[api] simplify String::WriteToUtf8.

Since we always flatten the string upfront, we don't need to implement the the UTF8 conversion as a string visitor anymore. R=petermarshall@chromium.org Bug: v8:6780, v8:8605 Change-Id: I27946551d7c3742f47ac36d5c909c19a7f2b0371 Reviewed-on: https://chromium-review.googlesource.com/c/1371828 Commit-Queue: Yang Guo <yangguo@chromium.org> Reviewed-by: Jakob Kummerow <jkummerow@chromium.org> Cr-Commit-Position: refs/heads/master@{#58312}
2018-12-18 11:21:08 +01:00 · 2018-12-18 11:21:08 +01:00 · c30e65e15b
commit c30e65e15b
parent e66c6ef750
3 changed files with 257 additions and 223 deletions
--- a/src/api.cc
+++ b/src/api.cc
@ -5304,204 +5304,133 @@ int String::Utf8Length(Isolate* isolate) const {
  return utf8_length;
 }

-class Utf8WriterVisitor {
- public:
-  Utf8WriterVisitor(
-      char* buffer,
-      int capacity,
-      bool skip_capacity_check,
-      bool replace_invalid_utf8)
-    : early_termination_(false),
-      last_character_(unibrow::Utf16::kNoPreviousCharacter),
-      buffer_(buffer),
-      start_(buffer),
-      capacity_(capacity),
-      skip_capacity_check_(capacity == -1 || skip_capacity_check),
-      replace_invalid_utf8_(replace_invalid_utf8),
-      utf16_chars_read_(0) {
-  }
-
-  static int WriteEndCharacter(uint16_t character,
-                               int last_character,
-                               int remaining,
-                               char* const buffer,
-                               bool replace_invalid_utf8) {
-    DCHECK_GT(remaining, 0);
-    // We can't use a local buffer here because Encode needs to modify
-    // previous characters in the stream.  We know, however, that
-    // exactly one character will be advanced.

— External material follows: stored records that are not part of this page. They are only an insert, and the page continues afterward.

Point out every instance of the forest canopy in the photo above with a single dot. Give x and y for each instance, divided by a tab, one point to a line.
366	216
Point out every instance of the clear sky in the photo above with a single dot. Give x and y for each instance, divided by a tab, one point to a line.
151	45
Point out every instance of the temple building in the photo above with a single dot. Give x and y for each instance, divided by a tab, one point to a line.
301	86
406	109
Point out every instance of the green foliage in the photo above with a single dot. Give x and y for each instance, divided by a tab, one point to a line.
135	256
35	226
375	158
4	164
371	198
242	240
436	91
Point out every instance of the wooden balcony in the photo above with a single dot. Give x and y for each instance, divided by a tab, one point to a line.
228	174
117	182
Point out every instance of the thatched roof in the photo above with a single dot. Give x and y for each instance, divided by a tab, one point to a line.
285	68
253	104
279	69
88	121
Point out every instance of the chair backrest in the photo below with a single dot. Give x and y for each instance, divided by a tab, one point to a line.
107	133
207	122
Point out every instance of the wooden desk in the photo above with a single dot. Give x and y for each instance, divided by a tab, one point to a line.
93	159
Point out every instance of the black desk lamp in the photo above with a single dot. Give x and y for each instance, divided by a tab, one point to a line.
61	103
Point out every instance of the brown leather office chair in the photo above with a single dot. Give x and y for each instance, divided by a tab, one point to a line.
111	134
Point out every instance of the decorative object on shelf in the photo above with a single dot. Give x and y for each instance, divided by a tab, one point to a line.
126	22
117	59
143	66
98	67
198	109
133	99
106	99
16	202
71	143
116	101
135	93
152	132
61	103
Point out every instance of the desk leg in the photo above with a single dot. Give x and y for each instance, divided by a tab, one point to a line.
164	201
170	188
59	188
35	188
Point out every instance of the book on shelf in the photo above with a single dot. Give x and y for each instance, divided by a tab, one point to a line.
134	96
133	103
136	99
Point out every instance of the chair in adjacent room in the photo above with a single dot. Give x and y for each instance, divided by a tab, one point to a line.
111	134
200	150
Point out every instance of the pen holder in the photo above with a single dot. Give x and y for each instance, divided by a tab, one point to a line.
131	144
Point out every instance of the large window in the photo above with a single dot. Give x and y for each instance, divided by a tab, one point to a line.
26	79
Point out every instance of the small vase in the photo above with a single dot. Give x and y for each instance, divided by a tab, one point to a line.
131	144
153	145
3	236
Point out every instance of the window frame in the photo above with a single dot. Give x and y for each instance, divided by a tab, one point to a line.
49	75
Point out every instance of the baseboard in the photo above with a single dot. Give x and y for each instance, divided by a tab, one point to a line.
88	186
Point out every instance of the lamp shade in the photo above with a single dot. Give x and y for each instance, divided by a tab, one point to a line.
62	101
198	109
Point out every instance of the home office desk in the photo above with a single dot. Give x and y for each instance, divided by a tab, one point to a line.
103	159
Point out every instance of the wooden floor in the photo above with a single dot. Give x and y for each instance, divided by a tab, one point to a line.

-    if (unibrow::Utf16::IsSurrogatePair(last_character, character)) {
-      int written = unibrow::Utf8::Encode(buffer, character, last_character,
-                                          replace_invalid_utf8);
-      DCHECK_EQ(written, 1);
-      return written;
+namespace {
+// Writes the flat content of a string to a buffer. This is done in two phases.

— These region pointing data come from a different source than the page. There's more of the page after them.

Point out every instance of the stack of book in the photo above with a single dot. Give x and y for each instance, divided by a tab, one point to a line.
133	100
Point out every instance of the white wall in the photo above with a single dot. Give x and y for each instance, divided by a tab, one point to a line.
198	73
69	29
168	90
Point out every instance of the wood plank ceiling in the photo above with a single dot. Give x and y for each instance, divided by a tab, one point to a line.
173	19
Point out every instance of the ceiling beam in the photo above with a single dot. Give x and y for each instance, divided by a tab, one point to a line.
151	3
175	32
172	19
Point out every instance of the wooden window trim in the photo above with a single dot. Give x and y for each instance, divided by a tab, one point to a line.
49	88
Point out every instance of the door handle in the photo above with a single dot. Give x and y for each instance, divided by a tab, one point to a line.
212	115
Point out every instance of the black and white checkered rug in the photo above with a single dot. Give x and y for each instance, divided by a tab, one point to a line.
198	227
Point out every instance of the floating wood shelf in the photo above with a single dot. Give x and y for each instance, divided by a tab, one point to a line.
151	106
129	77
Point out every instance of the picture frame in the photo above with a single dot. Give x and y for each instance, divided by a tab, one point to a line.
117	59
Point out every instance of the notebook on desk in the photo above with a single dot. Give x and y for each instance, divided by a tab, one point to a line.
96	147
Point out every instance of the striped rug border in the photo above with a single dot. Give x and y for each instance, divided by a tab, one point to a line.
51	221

+// The first phase calculates a pessimistic estimate (writable_length) on how
+// many code units can be safely written without exceeding the buffer capacity
+// and without leaving at a lone surrogate. The estimated number of code units
+// is then written out in one go, and the reported byte usage is used to
+// correct the estimate. This is repeated until the estimate becomes <= 0 or
+// all code units have been written out. The second phase writes out code
+// units until the buffer capacity is reached, would be exceeded by the next
+// unit, or all code units have been written out.
+template <typename Char>
+static int WriteUtf8Impl(i::Vector<const Char> string, char* write_start,
+                         int write_capacity, int options,
+                         int* utf16_chars_read_out) {
+  bool write_null = !(options & v8::String::NO_NULL_TERMINATION);
+  bool replace_invalid_utf8 = (options & v8::String::REPLACE_INVALID_UTF8);
+  char* current_write = write_start;
+  const Char* read_start = string.start();
+  int read_index = 0;
+  int read_length = string.length();
+  int prev_char = unibrow::Utf16::kNoPreviousCharacter;
+  // Do a fast loop where there is no exit capacity check.

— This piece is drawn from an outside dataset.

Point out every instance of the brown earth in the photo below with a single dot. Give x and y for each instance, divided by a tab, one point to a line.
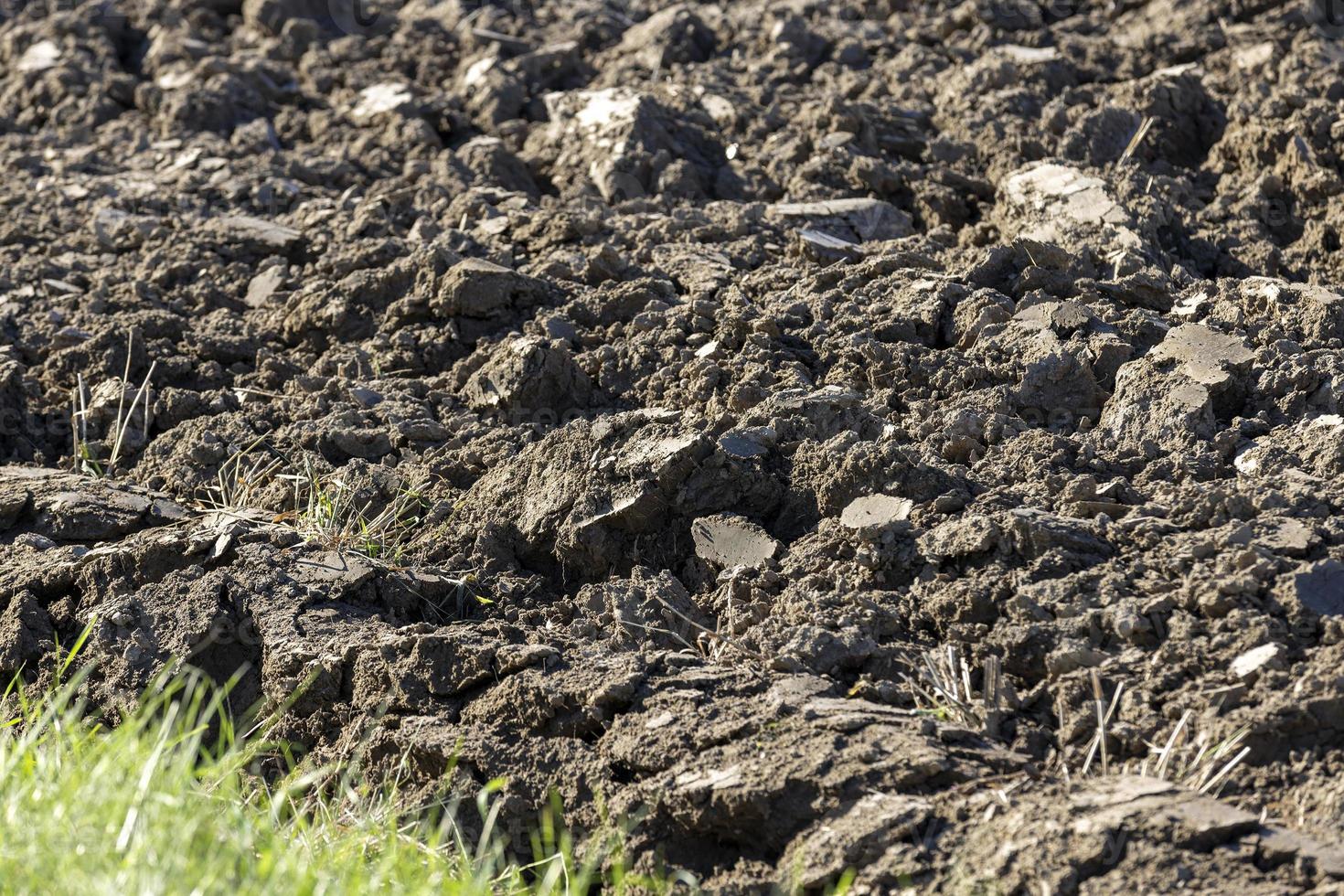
714	360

+  // Need enough space to write everything but one character.
+  STATIC_ASSERT(unibrow::Utf16::kMaxExtraUtf8BytesForOneUtf16CodeUnit == 3);
+  static const int kMaxSizePerChar = sizeof(Char) == 1 ? 2 : 3;
+  while (read_index < read_length) {
+    int up_to = read_length;
+    if (write_capacity != -1) {
+      int remaining_capacity =
+          write_capacity - static_cast<int>(current_write - write_start);
+      int writable_length =
+          (remaining_capacity - kMaxSizePerChar) / kMaxSizePerChar;
+      // Need to drop into slow loop.
+      if (writable_length <= 0) break;
+      up_to = std::min(up_to, read_index + writable_length);
    }
-    // Use a scratch buffer to check the required characters.
-    char temp_buffer[unibrow::Utf8::kMaxEncodedSize];
-    // Can't encode using last_character as gcc has array bounds issues.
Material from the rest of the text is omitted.